Pero ninguna de las dos citas se llevó a cabo. Quienes conocen la trama del viaje, sostienen que, si bien se realizaron gestiones de parte del grupo mapuche para hacer llegar las misivas a la Mandataria, desde el gobierno consideraron que estos grupos no sólo han sido hostiles con la administración del Presidente Mauricio Macri, sino que también con la de Bachelet. Incluso desde el gabinete de Fries confirman a “El Líbero” que ella tiene otra pauta agendada para esta tarde. Además, se estimó que la eventual reunión sería inconducente dado que el Gobierno no puede hacer nada frente a la solicitud del grupo porque es un proceso que lleva la justicia.

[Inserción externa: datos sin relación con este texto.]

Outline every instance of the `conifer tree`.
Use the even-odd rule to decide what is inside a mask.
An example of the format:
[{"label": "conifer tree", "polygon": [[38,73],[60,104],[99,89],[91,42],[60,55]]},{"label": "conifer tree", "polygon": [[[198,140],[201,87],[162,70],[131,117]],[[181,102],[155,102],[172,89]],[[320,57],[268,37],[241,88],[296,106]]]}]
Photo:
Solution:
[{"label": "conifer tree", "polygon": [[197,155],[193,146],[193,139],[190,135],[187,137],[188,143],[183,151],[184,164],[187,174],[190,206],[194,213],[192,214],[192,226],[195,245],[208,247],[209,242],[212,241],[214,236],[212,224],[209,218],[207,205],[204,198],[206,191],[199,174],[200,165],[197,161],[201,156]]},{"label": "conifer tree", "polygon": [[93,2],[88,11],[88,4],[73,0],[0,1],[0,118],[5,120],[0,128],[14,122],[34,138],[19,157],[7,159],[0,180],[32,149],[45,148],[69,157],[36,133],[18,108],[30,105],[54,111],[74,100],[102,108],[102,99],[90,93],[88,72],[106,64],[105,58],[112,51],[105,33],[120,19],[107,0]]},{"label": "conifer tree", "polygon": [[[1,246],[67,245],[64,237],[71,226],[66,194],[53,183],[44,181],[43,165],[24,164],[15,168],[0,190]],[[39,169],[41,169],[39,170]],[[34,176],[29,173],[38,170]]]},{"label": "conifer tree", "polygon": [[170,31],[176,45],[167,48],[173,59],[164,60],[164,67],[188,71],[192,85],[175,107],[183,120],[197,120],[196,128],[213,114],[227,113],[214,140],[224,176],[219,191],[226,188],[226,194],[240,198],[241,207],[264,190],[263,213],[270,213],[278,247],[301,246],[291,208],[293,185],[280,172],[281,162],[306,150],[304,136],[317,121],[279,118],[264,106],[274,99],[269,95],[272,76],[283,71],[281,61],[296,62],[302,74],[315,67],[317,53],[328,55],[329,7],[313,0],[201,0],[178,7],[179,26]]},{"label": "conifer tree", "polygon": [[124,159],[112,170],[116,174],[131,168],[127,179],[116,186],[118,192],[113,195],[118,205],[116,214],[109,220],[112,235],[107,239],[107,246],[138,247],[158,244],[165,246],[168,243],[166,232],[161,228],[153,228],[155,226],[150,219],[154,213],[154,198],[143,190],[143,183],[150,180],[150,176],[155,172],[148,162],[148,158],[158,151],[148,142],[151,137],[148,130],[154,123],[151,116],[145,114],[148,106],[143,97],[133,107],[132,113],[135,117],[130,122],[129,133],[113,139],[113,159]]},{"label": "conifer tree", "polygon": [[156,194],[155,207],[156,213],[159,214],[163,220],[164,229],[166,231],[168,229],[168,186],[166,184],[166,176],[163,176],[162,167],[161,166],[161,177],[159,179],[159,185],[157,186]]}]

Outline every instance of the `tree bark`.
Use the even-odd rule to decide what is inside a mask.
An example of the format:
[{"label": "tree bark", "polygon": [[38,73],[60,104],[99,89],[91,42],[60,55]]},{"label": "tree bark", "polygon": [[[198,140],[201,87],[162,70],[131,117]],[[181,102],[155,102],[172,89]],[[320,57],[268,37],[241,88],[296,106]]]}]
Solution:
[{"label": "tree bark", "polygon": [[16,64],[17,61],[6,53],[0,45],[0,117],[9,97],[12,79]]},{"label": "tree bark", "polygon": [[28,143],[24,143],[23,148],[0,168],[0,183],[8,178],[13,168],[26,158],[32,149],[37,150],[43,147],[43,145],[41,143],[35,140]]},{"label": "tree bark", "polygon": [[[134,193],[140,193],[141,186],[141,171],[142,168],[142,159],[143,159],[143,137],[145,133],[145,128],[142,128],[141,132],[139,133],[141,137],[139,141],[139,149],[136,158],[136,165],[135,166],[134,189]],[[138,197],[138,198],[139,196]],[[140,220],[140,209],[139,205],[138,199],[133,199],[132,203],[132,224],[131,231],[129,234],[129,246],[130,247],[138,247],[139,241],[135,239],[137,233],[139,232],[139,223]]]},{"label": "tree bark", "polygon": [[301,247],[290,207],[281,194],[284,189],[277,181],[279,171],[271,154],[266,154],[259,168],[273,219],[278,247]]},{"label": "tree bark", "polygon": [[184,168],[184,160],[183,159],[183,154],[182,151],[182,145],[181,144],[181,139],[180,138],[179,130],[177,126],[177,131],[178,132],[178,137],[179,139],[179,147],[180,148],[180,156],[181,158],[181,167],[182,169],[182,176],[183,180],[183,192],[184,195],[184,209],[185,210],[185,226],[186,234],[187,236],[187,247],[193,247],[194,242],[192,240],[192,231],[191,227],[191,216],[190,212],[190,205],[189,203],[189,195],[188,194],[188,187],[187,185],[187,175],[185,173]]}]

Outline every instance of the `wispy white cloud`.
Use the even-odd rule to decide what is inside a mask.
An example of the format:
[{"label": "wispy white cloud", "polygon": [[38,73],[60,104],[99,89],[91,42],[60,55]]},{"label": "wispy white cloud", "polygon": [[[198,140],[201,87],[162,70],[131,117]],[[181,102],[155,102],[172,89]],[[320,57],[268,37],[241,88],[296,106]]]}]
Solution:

Maicoño viajó con el afán de que el Gobierno chileno quite la orden de extradición de Jones Huala, quien fue formalizado en el país en 2013 por incendio, infracción a la ley de armas y a la ley de extranjería en el marco de la investigación del incendio en el Fundo Pisue Pisue, en Río Bueno, Región de Los Ríos. Pero Jones Huala salió de Chile por algún lugar no sometido a control migratorio por lo que se pidió su captura internacional.